Разные художественные направления и течения по-разному относятся к реальной диалектике эстетических и этичных ценностей и антиценностей. Классицизм, например, закрепил их за отдельными жанрами: возвышенное и прекрасное - за трагедией, низкое и уродливое - за комедией. Что же касается романтиков, то они в отношении к жизни становятся в позицию иронии, которая возвышенное делает низким, а низкое - возвышенным, постоянно «играя» на эстетических контрастах. Это наводит на мысль о несовместимости поэзии и прозы, идеального и реального в человеке, как и в жизни вообще. Для романтиков настоящая красота и величие возможны лишь в мире мечт, в поэтических выдумках искусства; действительность же теряет, душит, унижает и делает прозаичным все возвышенное и поэтическое.

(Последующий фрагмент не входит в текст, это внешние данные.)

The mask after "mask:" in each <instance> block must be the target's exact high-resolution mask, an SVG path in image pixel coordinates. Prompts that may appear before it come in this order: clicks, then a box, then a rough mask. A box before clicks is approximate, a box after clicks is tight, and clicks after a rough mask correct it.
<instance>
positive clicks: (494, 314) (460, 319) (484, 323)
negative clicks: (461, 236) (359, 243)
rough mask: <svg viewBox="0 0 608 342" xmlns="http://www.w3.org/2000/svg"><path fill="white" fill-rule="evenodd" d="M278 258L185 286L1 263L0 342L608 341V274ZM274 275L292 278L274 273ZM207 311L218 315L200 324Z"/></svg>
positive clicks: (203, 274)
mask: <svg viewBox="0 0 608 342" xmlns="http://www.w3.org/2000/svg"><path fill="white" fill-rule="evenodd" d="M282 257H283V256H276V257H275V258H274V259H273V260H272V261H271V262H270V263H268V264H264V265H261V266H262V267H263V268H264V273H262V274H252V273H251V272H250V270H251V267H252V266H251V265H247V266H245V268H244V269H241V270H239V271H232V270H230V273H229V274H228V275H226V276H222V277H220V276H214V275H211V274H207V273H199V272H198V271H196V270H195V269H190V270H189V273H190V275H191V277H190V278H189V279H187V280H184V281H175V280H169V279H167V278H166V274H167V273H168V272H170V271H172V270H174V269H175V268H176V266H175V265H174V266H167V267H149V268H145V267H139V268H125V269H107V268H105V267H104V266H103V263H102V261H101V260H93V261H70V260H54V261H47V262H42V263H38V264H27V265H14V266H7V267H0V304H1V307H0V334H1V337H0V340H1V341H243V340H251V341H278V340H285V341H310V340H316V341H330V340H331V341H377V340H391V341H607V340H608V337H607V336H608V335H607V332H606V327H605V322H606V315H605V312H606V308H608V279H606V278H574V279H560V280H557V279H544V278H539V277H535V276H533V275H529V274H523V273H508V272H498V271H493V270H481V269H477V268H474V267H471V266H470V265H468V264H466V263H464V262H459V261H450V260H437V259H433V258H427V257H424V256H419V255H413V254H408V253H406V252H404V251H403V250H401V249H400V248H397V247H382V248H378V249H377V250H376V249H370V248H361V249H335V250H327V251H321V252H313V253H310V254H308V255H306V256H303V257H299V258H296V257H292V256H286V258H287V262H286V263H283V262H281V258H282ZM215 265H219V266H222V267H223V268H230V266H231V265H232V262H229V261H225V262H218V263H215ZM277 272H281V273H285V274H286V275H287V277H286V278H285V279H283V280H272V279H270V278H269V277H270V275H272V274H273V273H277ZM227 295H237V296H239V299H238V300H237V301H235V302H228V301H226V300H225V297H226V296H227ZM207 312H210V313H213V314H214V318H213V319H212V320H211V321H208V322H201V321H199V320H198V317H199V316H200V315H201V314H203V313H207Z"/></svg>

Реалисты считают возвышенное и прекрасное такими же реальными ценностями, как и низкое и уродливое. Поэтому они не выносят борьбу возвышенного с низким, героического с эгоистичным, поэтического с вульгарным за пределы действительности. Напротив, реализм видит в этой борьбе закон жизни, стимул его развития. Вот почему так отличается реалистичный «Крестный ход в Курской губернии» И. Репина, где связано в единственный узел величественное и смешное, прекрасное и уродливое, вульгарное и трагическое, от «Гибели Помпеи» К. Брюллова, построенной на типичном для классицизма чистом созвучии прекрасного - возвышенного - трагического.

Литература:

1. Борев Ю. Б. Эстетика. - М., 1988.

2. Гегель Г. В. Ф. Эстетика: В 4 т. Т. И. Гл. Ш. Прекрасное в искусстве или идеал. - М., 1968. - С. 162-187.

3. Каган М. М. Эстетика как философская наука: Учебник. - СПб, 1997.

4. Канарский А. С. Диалектика эстетического процесса. - К., 1974. 5. Кант И. Критика эстетической способности суждения // Критика способности суждения. Часть I. - М., 1994. - С. 70-150.

6. Любимова Т. Б. Комическое, эго виды и жанры. - М., 1980.

7. Левчук Л. Т., Кучерюк Д. Ю., Панченко В. И. Эстетика: Учебник. - К. : Высшая школа, 1997, 2000.

8. Овсянников М. Ф. История эстетической мысли. - М., 1978.

9. Шестаков В. П. Эстетические категории. Опыт систематического и исторического исследования. - М., 1983.